The businesses who benefited from greater regulations were the major players in the meatpacking industry. The groups who suffered were smaller mom and pop butchers who could not afford to play by the new rules. The major players, in tandem with the federal government, wrote rules to intentionally crush their competition.
Americans should take note of the fact there is little to no complaint from California’s largest publicly traded corporations about the new law. Big corporations can afford the new law and welcome it. The implementation of such a law actually gives big cap businesses a historical competitive advantage over small cap companies and some private companies, because they can afford to implement costly regulations. Consider Apple, which paid Angela Ahrendt $73.4 million in cash and stock in 2015 for her service to the giant. Then consider other organizations that pay as low as $30 thousand for a board retainer.
To further illustrate the manufactured crisis, fewer than 100 publicly traded companies headquartered in California have zero women serving on their board… out of 761 companies. With one out of seven companies without a female board member, the crisis necessitating a law to fix it is reminiscent of Hillary Clinton’s manufactured crisis over day care. Only 14 percent of families polled listed day care needs in their top three needs as Hillary put forth her demand for government intervention.

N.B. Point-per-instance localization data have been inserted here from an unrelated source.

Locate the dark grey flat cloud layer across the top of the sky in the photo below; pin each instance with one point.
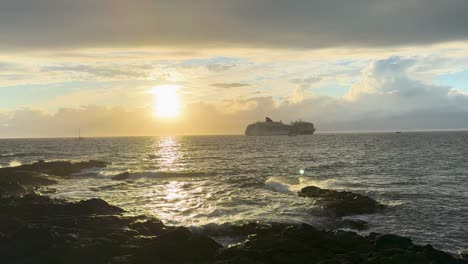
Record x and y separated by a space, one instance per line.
247 23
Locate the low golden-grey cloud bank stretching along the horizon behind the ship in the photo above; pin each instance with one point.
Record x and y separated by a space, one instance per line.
386 98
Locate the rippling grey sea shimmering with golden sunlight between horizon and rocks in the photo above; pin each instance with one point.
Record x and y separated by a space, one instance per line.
200 180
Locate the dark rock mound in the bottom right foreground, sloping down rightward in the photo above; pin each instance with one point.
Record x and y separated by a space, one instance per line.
284 243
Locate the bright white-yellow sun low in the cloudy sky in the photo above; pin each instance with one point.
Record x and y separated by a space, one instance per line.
167 101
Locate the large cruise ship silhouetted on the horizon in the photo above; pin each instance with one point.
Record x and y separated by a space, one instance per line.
275 128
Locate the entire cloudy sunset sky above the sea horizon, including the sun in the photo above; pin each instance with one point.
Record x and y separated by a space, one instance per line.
356 65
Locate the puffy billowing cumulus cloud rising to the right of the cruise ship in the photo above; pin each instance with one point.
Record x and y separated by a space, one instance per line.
387 89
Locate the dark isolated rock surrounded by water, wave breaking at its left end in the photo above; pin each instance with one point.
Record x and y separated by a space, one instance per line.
342 203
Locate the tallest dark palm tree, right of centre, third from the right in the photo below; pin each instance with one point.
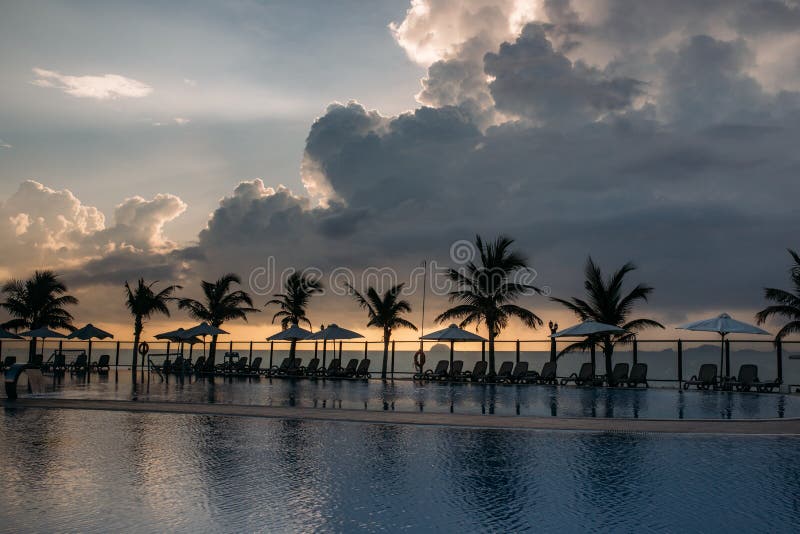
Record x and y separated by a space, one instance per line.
487 292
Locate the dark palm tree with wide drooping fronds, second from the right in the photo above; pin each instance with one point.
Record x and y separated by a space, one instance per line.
606 304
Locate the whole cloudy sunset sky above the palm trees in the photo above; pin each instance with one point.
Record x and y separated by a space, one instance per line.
185 140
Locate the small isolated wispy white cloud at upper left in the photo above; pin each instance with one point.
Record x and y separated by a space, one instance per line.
99 87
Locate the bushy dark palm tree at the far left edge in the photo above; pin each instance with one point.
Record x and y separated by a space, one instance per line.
37 302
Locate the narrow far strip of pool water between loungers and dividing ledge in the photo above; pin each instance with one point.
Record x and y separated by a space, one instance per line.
465 398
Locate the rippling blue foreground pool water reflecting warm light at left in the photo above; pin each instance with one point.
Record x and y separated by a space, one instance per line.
69 470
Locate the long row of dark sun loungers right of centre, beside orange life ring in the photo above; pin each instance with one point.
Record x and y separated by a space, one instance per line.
509 373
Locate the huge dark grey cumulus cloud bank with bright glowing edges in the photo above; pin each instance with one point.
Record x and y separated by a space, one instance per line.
654 131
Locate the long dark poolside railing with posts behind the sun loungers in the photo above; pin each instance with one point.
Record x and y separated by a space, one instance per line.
669 361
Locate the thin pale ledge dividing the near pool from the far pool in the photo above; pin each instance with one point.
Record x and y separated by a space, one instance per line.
783 427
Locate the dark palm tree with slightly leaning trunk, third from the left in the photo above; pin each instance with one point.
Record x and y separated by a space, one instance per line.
219 304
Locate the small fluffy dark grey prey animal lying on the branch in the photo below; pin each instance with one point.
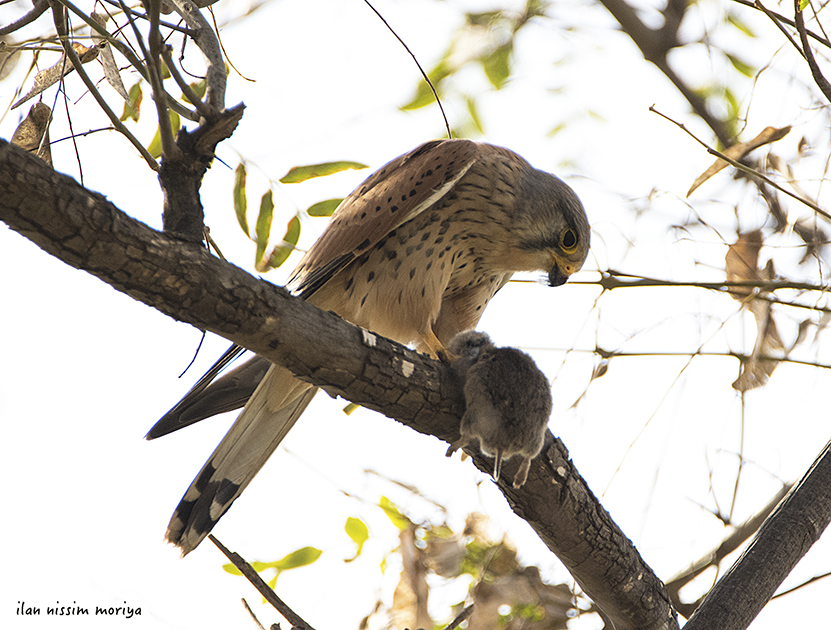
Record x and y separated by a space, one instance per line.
507 400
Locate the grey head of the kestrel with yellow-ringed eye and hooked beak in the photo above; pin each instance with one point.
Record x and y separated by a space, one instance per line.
550 228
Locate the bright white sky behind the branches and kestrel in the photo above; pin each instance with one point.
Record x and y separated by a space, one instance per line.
88 370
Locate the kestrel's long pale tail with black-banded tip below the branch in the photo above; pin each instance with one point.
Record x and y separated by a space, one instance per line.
264 422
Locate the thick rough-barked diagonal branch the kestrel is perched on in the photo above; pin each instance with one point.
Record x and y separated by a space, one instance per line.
183 281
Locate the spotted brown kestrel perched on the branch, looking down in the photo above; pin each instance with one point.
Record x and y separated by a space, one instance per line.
415 254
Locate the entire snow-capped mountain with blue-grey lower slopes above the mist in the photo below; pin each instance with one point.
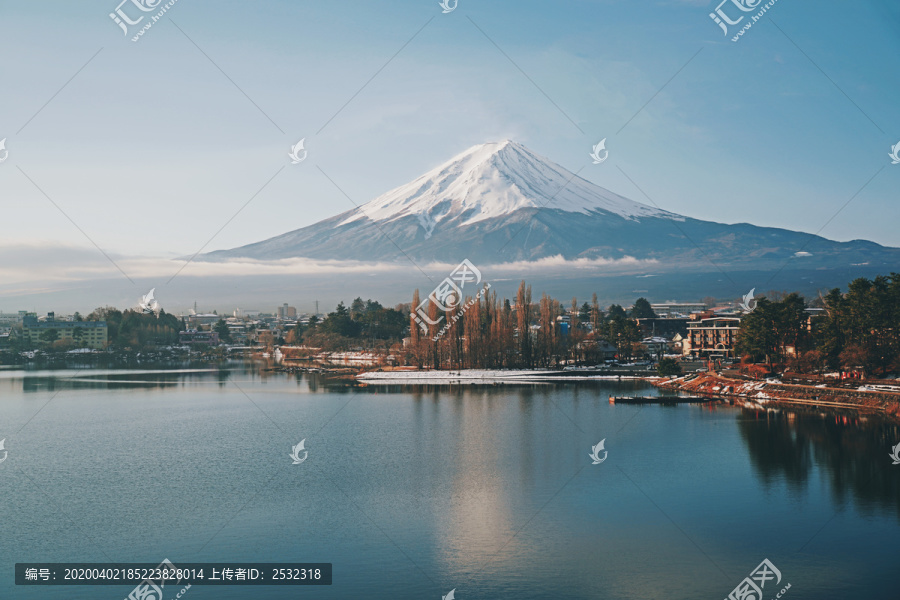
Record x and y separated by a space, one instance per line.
500 202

With the help of incorrect scientific research methods, as pointed out by Eagley, California has made an ill-informed case for social engineering and corporatism. California as a progressive activist state spent over forty years suing the Boy Scouts of America until the organization folded to progressive values. Membership has fallen by half over the last five years, and Scouts BSA (the new name) is now considering filing for bankruptcy. California also sets the standards for other states, such as the case of being the first state to legalize recreational marijuana use. The point: California activism works.
Another challenge is the treatment of women as placeholders on corporate boards. Talented, insightful, and innovative women may find themselves simply present for the corporation to meet its diversity quota. Boards will likely have to dismiss a current board member who is male, or create another board seat. The creation of a board seat may mean that a role is created to simply meet the quota, not meet an actual need by the corporation.
Other corporations will simply migrate to other states. The current diaspora from Silicon Valley already sees corporations head for locales like Austin, Detroit, and Huntsville, Alabama. These locations are cheaper, with lower costs of living than San Francisco. Throw a $100K penalty on a small cap corporation and that might serve as the straw that broke the camel’s back.
Finally, IPOs will definitely need to adjust their pitches for venture capital with a plan to have diverse boards before the first VC check is cashed. This planning will be key to ensure that a start-up qualifies to file for an initial public offering as it matures. If California prohibits corporations from filing an IPO based on its board composition, then the state will successfully achieve greater corporatist control of big firms. Big firms, due to their loyalty to California, will now have greater competitive advantage as new entrants to the market will face mounting regulations and obstacles to become publicly traded.